[arrayfire] 325/408: Templated options are now runtime compile options for opencl nearest neighbor
Ghislain Vaillant
ghisvail-guest at moszumanska.debian.org
Mon Sep 21 19:12:22 UTC 2015
This is an automated email from the git hooks/post-receive script.
ghisvail-guest pushed a commit to branch debian/sid
in repository arrayfire.
commit 39f99774fbea082a0f4cbd104bfb7215729b56d8
Author: Pavan Yalamanchili <pavan at arrayfire.com>
Date: Mon Aug 24 07:00:56 2015 -0400
Templated options are now runtime compile options for opencl nearest neighbor
---
src/backend/opencl/kernel/nearest_neighbour.hpp | 55 +++++++++++++++++--------
src/backend/opencl/nearest_neighbour.cpp | 54 +-----------------------
2 files changed, 39 insertions(+), 70 deletions(-)

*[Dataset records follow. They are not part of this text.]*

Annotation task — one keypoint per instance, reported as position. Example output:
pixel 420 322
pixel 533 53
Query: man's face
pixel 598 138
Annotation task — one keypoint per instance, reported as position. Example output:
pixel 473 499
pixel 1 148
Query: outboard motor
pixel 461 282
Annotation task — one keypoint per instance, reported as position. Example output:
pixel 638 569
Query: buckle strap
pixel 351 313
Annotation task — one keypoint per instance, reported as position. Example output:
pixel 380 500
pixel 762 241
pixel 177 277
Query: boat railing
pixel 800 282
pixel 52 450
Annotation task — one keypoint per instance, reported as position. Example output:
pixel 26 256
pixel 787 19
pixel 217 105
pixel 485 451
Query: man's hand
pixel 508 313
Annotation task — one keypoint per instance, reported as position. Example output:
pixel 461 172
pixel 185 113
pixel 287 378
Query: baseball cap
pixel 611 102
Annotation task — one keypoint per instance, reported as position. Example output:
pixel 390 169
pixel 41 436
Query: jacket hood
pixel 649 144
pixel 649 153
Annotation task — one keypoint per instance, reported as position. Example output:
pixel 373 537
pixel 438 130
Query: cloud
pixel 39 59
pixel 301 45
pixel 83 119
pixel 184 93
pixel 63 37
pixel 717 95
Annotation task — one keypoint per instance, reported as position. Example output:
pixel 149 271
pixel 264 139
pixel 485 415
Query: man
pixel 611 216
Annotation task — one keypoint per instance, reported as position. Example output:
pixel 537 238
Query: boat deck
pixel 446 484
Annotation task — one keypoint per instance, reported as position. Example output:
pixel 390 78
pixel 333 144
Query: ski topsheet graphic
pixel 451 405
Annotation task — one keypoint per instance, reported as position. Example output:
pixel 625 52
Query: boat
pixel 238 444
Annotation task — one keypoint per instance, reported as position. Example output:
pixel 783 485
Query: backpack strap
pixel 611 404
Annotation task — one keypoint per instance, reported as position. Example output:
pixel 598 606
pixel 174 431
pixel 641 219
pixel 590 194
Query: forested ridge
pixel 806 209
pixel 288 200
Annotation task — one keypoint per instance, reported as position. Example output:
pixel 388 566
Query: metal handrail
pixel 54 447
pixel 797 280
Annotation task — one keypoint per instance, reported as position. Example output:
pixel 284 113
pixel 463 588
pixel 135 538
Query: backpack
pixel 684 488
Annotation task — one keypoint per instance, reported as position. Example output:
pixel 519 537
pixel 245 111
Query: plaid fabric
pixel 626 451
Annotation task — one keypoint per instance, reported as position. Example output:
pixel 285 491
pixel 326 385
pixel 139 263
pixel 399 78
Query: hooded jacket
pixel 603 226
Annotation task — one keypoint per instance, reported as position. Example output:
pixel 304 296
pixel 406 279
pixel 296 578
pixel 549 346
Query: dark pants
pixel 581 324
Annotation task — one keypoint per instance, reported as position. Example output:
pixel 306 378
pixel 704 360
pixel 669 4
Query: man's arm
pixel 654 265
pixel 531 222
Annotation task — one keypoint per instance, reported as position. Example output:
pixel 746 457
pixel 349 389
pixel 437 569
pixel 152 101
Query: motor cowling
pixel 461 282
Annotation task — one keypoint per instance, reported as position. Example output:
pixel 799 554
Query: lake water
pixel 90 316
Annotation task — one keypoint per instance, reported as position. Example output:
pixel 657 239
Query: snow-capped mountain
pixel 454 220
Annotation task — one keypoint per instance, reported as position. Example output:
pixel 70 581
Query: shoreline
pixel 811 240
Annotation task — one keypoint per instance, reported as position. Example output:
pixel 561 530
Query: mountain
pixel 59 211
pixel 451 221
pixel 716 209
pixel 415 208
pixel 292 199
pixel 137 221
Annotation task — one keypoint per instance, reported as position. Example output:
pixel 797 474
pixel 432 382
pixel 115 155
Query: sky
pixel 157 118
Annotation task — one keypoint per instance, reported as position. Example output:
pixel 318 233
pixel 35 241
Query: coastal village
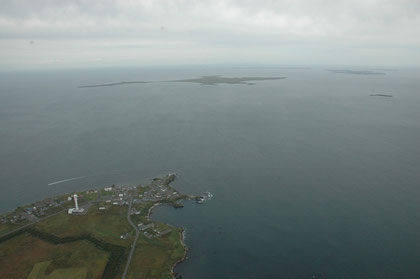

diff --git a/src/backend/opencl/kernel/nearest_neighbour.hpp b/src/backend/opencl/kernel/nearest_neighbour.hpp
index 5e021f9..d7c800d 100644
--- a/src/backend/opencl/kernel/nearest_neighbour.hpp
+++ b/src/backend/opencl/kernel/nearest_neighbour.hpp
@@ -15,6 +15,8 @@
#include <kernel_headers/nearest_neighbour.hpp>
#include <memory.hpp>
#include <math.hpp>
+#include <dispatch.hpp>
+#include <cache.hpp>
using cl::LocalSpaceArg;
@@ -26,7 +28,7 @@ namespace kernel
static const unsigned THREADS = 256;
-template<typename T, typename To, af_match_type dist_type, bool use_lmem, unsigned unroll_len>
+template<typename T, typename To, af_match_type dist_type, bool use_lmem>
void nearest_neighbour(Param idx,
Param dist,
Param query,
@@ -36,14 +38,6 @@ void nearest_neighbour(Param idx,
const size_t lmem_sz)
{
try {
- static std::once_flag compileFlags[DeviceManager::MAX_DEVICES];
- static Program nearest_neighbourProgs[DeviceManager::MAX_DEVICES];
- static Kernel huKernel[DeviceManager::MAX_DEVICES];
- static Kernel hmKernel[DeviceManager::MAX_DEVICES];
- static Kernel smKernel[DeviceManager::MAX_DEVICES];
-
- int device = getActiveDeviceId();
-
const unsigned feat_len = query.info.dims[dist_dim];
const To max_dist = limit_max<To>();
@@ -51,7 +45,24 @@ void nearest_neighbour(Param idx,
OPENCL_NOT_SUPPORTED();
}
- std::call_once( compileFlags[device], [device] () {
+ unsigned unroll_len = nextpow2(feat_len);
+ if (unroll_len != feat_len) unroll_len = 0;
+
+ std::string ref_name =
+ std::string("knn_") +
+ std::to_string(dist_type) +
+ std::string("_") +
+ std::to_string(use_lmem) +
+ std::string("_") +
+ std::string(dtype_traits<T>::getName()) +
+ std::string("_") +
+ std::to_string(unroll_len);
+
+ int device = getActiveDeviceId();
+ kc_t::iterator cache_idx = kernelCaches[device].find(ref_name);
+
+ kc_entry_t entry;
+ if (cache_idx == kernelCaches[device].end()) {
std::ostringstream options;
options << " -D T=" << dtype_traits<T>::getName()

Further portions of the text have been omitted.